Add some notes on initial evaluation tooling

awwaiid · Nov 23, 2024 · f7ee1d8 · f7ee1d8
1 parent badbccd
commit f7ee1d8
Showing 1 changed file with 9 additions and 0 deletions.
diff --git a/README.md b/README.md
@@ -68,6 +68,15 @@ Draw some stuff on your screen, and then trigger the assistant by *touching/tapp
   * It is able to use an almost identical tool-use setup, so I should be able to merge the two
   * So far it seems to like drawing a bit more, but it is not great at drawing and not much better at spacial awareness
   * Maybe next on the queue will be augmenting spacial awareness through some image pre-processing and result positioning. Like detect bounding boxes, segments, etc, feed that into the model, and have the model return an array of svgs and where they should be positioned. Maybe.
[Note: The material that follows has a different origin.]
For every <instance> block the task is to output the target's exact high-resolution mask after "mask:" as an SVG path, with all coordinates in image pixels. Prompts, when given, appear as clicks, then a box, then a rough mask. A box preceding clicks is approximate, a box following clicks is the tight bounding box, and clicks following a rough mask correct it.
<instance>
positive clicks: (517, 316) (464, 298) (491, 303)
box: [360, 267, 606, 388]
+* **2024-11-22** - Manual Evaluations
+  * Starting to sketch out how an evaluation might work
+  * First I've added a bunch of parameters for recording input/output
+  * Then I use that to record a sample input and output on the device
+  * Then I added support to run ghostwriter on my laptop using the pre-captured input
+  * Next I will build some tooling around iterating on examples given different prompts or pre-processing
+  * And then if I can get enough examples maye I'll have to make an AI judge to scale :)
+  * To help with that ... on idea is to make overlay the original input with the output but make the output a different color to make it differentiable by the judge
+  * So far this technique is looking good for SVG output, but it'd be nice to somehow render keyboard output locally too. That is tricker since the keyboard input rendering is done by the reMarkable app
 
 ## Ideas
 * [DONE] Matt showed me his iOS super calc that just came out, take inspiration from that!